What You'll Do
Lead the development and execution of performance engineering strategies for large-scale, cloud-native telecom platforms. Guide a distributed network of SDETs across feature teams, ensuring performance testing is integrated into sprint cycles using tools like k6.
Design and maintain backend performance frameworks in Python, Java, or TypeScript, focusing on API, database, and infrastructure performance. Implement production traffic replay using GoReplay and generate complex, multi-tenant test data to simulate real-world load conditions.
Own end-to-end performance validation, including load, stress, endurance, scalability, and resilience testing. Apply chaos engineering techniques using AWS Fault Injection Simulator to test system robustness under failure conditions.
Validate real-time communication systems and event-driven architectures built on Kafka and RabbitMQ under production-like loads. Integrate performance testing into CI/CD pipelines to enable automated feedback and prevent performance regressions in pull requests.
Use observability platforms such as Grafana, CloudWatch, Coralogix, and PMM to monitor system behavior, analyze performance data, and troubleshoot bottlenecks.
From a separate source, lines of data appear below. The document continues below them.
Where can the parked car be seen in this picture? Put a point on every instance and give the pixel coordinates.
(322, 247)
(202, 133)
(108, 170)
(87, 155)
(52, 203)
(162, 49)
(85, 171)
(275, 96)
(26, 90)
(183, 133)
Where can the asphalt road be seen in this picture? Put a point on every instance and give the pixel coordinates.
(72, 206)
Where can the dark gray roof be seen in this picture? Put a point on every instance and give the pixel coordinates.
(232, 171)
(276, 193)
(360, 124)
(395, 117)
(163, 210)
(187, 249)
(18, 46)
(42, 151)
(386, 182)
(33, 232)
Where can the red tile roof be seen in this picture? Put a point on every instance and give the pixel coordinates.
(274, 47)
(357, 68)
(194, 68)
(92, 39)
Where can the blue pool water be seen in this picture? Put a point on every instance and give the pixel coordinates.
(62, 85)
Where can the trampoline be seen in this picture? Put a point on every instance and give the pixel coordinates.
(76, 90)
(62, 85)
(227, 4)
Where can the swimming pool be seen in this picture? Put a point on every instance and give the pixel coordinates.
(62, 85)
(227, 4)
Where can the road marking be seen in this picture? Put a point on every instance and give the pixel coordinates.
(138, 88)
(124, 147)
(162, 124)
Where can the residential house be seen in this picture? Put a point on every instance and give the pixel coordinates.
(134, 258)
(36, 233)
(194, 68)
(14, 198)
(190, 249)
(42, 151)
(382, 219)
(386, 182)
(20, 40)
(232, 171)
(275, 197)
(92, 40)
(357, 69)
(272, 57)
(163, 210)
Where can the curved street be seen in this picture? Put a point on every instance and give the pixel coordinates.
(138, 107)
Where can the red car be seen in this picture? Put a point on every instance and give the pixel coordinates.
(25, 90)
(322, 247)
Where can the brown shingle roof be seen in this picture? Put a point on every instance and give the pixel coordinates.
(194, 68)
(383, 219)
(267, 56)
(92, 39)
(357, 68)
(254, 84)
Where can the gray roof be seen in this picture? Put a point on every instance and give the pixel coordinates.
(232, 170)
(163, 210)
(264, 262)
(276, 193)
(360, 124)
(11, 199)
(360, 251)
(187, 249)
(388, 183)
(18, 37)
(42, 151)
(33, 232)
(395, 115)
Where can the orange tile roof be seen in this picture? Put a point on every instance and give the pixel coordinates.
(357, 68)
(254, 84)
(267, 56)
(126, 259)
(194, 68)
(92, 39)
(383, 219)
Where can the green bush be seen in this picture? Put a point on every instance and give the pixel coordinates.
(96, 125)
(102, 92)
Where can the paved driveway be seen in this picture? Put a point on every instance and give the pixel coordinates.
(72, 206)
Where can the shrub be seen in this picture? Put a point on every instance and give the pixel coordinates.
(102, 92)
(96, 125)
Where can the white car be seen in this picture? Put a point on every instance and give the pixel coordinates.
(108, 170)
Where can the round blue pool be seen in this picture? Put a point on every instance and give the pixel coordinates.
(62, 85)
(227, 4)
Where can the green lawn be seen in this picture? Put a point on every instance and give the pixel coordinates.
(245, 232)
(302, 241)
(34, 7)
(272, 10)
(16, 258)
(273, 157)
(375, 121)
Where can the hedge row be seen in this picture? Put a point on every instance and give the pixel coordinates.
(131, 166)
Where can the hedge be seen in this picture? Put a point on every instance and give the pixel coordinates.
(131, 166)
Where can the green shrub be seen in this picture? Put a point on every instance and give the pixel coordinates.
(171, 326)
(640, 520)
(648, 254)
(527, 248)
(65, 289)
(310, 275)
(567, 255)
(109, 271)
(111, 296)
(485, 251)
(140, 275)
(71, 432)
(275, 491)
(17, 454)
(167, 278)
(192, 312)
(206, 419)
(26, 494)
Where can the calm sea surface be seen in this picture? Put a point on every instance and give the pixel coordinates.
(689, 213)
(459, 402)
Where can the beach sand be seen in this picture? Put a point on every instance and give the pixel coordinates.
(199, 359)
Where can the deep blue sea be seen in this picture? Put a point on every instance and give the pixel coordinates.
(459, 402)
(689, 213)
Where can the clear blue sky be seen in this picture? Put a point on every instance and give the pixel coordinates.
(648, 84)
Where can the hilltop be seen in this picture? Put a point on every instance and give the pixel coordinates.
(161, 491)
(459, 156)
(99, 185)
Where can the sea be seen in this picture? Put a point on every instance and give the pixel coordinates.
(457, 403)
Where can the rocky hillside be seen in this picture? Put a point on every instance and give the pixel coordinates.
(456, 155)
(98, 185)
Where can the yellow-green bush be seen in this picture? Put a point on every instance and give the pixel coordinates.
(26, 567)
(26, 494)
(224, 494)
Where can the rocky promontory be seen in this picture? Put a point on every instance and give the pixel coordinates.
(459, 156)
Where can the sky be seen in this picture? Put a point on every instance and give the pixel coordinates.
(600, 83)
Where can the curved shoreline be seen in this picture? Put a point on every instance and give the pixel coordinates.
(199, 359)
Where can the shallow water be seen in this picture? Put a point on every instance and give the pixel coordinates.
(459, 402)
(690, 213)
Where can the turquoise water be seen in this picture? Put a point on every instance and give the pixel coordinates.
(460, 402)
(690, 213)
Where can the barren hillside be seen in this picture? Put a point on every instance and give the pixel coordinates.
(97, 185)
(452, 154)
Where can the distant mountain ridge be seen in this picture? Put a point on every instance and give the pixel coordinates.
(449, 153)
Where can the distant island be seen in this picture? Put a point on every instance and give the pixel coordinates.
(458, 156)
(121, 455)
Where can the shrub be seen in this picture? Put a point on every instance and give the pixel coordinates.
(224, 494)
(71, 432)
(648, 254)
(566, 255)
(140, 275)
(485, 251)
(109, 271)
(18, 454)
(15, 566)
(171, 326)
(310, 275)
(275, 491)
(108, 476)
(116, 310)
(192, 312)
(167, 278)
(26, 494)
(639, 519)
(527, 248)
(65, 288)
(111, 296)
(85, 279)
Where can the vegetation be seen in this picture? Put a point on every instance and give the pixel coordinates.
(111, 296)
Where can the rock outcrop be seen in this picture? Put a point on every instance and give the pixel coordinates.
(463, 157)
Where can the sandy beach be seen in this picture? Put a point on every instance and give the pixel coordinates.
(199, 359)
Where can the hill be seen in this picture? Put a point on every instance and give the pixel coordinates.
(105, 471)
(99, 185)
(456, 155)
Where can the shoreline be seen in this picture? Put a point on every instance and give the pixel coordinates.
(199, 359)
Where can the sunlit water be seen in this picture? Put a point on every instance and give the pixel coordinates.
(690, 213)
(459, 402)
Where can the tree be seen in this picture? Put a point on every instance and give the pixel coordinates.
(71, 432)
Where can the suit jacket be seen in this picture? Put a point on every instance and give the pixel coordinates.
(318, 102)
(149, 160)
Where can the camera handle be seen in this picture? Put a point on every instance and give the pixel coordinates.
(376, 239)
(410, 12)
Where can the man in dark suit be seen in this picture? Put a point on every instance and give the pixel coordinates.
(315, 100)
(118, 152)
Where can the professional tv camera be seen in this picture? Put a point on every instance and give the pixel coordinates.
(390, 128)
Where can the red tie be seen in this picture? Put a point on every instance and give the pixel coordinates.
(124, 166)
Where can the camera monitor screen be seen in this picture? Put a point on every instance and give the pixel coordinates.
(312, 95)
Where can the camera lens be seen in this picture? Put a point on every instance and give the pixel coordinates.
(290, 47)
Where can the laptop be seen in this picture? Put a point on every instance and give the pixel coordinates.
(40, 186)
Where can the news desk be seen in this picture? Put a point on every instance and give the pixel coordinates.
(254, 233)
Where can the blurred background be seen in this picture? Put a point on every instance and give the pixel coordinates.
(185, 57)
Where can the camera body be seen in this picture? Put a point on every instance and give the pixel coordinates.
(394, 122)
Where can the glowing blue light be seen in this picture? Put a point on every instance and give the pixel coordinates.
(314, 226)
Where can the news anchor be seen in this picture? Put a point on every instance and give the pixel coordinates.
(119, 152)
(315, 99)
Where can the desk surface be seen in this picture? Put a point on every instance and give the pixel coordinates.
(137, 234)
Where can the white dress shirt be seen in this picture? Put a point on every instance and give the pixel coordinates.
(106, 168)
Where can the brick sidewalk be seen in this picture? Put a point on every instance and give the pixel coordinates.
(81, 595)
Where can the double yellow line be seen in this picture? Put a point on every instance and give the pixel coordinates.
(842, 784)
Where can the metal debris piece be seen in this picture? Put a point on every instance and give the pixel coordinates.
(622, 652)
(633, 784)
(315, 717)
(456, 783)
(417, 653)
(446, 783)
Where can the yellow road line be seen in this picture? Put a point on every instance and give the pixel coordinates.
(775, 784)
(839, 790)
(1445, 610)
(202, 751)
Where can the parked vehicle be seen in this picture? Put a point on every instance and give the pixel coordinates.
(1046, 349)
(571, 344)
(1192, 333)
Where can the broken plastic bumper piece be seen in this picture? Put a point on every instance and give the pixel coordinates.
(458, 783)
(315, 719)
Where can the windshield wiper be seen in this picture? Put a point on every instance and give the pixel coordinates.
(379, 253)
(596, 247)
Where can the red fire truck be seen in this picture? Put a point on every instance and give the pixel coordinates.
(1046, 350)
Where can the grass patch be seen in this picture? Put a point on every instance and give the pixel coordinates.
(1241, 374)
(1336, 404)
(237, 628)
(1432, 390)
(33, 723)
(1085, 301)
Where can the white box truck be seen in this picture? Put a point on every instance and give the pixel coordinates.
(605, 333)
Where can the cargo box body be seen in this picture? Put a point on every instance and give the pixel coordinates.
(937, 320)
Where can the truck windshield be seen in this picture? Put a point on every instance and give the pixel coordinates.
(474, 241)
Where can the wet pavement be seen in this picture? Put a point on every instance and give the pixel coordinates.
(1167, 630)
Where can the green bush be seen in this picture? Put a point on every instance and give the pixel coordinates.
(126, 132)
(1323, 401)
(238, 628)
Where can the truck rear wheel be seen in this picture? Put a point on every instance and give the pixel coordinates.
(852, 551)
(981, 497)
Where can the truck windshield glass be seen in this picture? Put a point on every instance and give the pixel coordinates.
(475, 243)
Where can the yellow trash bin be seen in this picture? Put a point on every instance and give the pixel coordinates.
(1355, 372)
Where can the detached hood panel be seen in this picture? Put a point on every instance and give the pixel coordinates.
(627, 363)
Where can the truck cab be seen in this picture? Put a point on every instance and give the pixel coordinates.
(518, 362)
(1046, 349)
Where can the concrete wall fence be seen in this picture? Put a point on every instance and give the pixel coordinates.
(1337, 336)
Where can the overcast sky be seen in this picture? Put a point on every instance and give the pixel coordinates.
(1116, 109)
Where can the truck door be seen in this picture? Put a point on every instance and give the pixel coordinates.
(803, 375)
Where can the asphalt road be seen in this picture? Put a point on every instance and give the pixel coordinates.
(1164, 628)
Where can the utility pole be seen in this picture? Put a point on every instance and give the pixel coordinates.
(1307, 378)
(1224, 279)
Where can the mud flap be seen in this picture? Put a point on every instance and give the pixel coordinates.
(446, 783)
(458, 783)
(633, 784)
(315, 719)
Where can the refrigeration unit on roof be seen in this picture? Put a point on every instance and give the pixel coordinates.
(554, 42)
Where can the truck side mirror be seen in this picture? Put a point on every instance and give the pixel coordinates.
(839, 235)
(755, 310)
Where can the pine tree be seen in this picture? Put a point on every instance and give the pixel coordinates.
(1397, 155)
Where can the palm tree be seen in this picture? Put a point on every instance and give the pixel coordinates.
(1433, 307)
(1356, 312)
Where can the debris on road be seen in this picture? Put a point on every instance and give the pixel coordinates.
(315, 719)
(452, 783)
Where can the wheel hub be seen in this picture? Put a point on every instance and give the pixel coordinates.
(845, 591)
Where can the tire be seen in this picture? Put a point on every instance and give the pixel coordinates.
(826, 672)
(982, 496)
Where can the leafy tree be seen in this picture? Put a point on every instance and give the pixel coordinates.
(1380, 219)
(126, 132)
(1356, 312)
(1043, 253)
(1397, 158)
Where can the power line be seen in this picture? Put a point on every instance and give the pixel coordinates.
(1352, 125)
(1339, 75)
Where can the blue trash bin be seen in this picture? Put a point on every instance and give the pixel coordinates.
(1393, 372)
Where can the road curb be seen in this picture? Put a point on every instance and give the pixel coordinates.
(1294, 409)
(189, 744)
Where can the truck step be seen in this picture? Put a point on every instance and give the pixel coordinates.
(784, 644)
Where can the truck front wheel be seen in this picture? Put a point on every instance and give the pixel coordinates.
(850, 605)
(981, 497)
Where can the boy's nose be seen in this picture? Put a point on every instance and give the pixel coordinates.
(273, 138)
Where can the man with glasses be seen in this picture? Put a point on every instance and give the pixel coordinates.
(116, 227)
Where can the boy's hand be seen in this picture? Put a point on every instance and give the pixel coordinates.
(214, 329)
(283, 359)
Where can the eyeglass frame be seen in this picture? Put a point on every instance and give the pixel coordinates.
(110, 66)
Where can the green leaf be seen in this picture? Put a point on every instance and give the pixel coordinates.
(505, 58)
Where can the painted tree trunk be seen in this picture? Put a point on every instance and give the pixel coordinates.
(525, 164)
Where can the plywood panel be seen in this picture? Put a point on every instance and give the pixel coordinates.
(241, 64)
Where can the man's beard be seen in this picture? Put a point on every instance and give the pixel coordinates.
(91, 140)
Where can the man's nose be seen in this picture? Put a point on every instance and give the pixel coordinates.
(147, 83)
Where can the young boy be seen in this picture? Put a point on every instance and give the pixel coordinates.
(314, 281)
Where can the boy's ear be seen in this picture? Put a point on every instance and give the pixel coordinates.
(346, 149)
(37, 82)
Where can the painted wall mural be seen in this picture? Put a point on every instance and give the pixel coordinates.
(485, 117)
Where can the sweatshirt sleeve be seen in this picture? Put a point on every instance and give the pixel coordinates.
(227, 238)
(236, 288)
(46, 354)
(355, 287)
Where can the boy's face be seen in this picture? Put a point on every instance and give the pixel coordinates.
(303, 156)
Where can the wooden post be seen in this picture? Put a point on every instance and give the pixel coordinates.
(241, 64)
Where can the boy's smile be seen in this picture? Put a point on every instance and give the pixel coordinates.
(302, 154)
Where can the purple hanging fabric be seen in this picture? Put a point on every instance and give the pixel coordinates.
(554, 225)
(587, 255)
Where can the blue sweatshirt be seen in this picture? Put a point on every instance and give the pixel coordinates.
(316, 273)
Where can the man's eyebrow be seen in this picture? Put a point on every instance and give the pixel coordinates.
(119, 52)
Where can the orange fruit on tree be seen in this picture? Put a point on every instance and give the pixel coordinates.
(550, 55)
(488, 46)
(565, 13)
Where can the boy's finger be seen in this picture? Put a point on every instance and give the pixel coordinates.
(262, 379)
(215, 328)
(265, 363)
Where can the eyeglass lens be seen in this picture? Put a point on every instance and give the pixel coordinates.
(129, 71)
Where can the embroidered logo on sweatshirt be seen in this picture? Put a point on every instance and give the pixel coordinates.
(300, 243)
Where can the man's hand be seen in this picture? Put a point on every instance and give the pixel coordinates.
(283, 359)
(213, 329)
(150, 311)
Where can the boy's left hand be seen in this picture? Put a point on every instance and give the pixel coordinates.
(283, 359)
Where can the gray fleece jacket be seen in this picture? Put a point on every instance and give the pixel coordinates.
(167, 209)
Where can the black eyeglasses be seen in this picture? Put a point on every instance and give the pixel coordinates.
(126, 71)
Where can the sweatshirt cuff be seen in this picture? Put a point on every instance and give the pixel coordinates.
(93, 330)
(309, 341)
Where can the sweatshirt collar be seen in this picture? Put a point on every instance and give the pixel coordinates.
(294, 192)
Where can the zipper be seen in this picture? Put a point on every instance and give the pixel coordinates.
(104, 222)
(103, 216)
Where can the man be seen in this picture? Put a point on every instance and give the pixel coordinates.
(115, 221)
Define performance benchmarks, SLAs, SLOs, and error budgets that align with business objectives.
Collaborate with architecture and data teams to evaluate system designs, validate database solutions like MySQL and Tungsten, and recommend performance-driven improvements. Analyze and optimize performance across both legacy monoliths and modern microservices environments.
Requirements
- Proven experience in backend performance engineering with hands-on coding in Python, Java, or TypeScript.
- Track record of leading performance testing initiatives in AWS-hosted, cloud-native environments.
- Experience leading or mentoring distributed SDET teams, including code reviews and framework adoption.
- Strong knowledge of API performance testing, integration validation, and non-functional requirements at scale.
- Familiarity with distributed systems, message brokers (Kafka, RabbitMQ), and microservices architectures.
- Solid understanding of system design principles, including concurrency, throughput, latency, and fault tolerance.
- Experience with performance tools such as k6, JMeter, or Gatling for large-scale test design and analysis.
- Hands-on use of traffic replay tools like GoReplay to mirror production behavior.
- Proficiency with AWS services including EC2, ECS, RDS, and API Gateway for performance optimization.
- Experience integrating performance tests into CI/CD systems like Jenkins or GitHub Actions.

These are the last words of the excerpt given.